Virtual work environments shine a light on the competing values of yesterday and today. Many organizations are reluctant to change. They are content with power networks and visibility that can demand recognition and reward. Traditional notions of executive power and hierarchy are part of Western culture. Most of what is written and researched about virtual teams is based on antiquated team theory from the last century. This is revisited and updated in a flawed attempt to reflect the virtual environment.
It is a challenge for human beings to integrate the new without reference to the context of the old. The virtual environment with all its side shows, big data, constant connectivity, global reach and boundless everything creates a very different challenge for leadership. Virtual teams are flatter and they cut across silos and infrastructures. For the last thirty years, organizations have looked to teams to increase performance. Virtual teams are more flexible, creative and fluent. They get a great deal of work done. Technology enables the transition to a virtual work environment, and virtual teams are playing a much larger role in the economics of business.
Having a virtual workforce, however, also creates many business benefits for the organization that cannot be ignored. The virtual worker gets freedom and flexibility not only over where they live but how and the organization gets to hire valuable talent wherever that talent resides. The ability to hire regardless of location, an expanded talent pool, lower real estate costs, a reduction in business and travel expenses and happier and more productive workers are only a few of the benefits. Workers have a more flexible lifestyle and spend more time with their families. It saves everybody money and provides opportunities for people who may otherwise not be able to be a part of the workforce. The virtual workplace creates value to the environment as well. It cuts down on gasoline consumption and decreases smog and pollution. But the true value comes from what the virtual worker can contribute both in terms of knowledge and performance.
When power and performance are not part of the same structure this can create problems within the organization. A significant amount of research has been conducted in the last decade, and most of it suggests that organizations are reluctant to give up the hierarchy. Virtual teams are good at circumventing structure to facilitate speed and availability. Organizational structure can vanish while accomplishing project objectives and goals but the hierarchy remains.
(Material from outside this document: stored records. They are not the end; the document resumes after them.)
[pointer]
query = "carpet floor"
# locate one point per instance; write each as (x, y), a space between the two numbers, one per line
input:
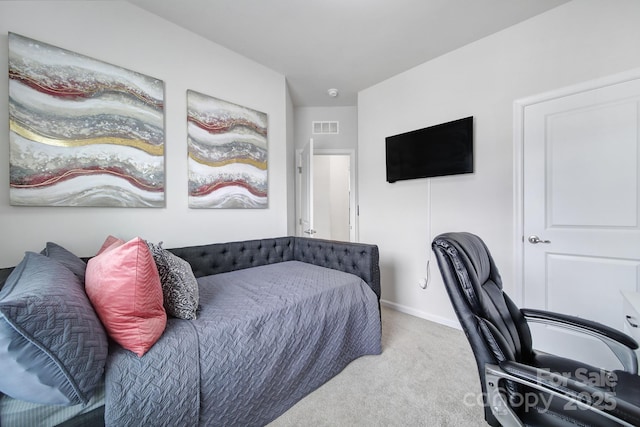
(425, 376)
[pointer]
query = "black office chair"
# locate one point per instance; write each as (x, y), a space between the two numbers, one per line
(520, 385)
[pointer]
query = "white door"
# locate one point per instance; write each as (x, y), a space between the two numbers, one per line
(581, 199)
(306, 195)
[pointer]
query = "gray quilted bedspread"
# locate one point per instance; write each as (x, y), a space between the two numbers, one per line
(264, 338)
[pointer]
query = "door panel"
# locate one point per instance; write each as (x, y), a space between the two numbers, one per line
(580, 193)
(306, 195)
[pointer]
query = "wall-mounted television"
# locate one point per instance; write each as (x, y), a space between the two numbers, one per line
(444, 149)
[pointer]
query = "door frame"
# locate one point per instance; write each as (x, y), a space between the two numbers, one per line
(353, 197)
(519, 107)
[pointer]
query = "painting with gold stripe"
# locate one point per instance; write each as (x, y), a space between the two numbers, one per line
(82, 132)
(227, 146)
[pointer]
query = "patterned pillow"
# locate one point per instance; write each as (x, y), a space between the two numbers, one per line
(66, 258)
(53, 347)
(179, 285)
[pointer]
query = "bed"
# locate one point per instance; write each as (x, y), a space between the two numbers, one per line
(276, 319)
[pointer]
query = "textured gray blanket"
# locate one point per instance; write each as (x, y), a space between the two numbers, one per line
(264, 338)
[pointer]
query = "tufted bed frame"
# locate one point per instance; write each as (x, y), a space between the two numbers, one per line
(356, 258)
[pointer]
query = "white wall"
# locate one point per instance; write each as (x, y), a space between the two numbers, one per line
(124, 35)
(331, 196)
(576, 42)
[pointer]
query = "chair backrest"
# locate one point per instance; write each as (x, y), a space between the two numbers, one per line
(494, 326)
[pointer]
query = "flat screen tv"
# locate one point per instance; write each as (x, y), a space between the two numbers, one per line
(444, 149)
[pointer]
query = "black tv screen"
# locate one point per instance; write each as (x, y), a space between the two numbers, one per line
(444, 149)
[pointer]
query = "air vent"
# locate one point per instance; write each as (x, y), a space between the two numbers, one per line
(325, 127)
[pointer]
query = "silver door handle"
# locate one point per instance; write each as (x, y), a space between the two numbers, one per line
(535, 240)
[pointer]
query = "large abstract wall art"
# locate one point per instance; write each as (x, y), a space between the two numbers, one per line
(227, 146)
(82, 132)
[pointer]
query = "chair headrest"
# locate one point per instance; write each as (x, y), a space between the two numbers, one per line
(471, 251)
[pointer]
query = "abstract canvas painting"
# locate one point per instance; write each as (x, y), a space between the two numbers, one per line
(82, 132)
(227, 145)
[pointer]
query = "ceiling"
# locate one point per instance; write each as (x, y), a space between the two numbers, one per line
(344, 44)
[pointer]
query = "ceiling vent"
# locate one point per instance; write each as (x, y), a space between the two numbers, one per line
(325, 128)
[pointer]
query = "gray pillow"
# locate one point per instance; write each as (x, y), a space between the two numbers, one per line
(179, 285)
(66, 258)
(53, 347)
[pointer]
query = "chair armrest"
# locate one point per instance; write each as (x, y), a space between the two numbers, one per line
(622, 345)
(577, 395)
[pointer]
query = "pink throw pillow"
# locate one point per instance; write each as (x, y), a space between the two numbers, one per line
(109, 243)
(124, 287)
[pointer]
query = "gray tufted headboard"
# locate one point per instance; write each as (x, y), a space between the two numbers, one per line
(357, 258)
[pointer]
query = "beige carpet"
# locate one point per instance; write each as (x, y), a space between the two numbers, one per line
(425, 376)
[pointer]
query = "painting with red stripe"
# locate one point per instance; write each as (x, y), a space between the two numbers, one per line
(82, 132)
(227, 145)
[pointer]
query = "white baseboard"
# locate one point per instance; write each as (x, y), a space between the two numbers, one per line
(421, 314)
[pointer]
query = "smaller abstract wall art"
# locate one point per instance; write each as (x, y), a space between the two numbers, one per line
(227, 146)
(82, 132)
The hierarchy operates outside of the world of the virtual environment. In many cases it is still alive and well in the C Suite at corporate headquarters.
Very little research exists on what happens to power when the organization is horizontal. What has happened to this point is that organizations have relied on the past. We have tried to apply theories of management and leadership that are centuries old to the virtual environment (Hornett, 2004). Organizations do not want to give up the power structure. This makes it very difficult to manage the invisible. There is a lot more invisible in the lack of support for virtual workers than the fact they are just working off site.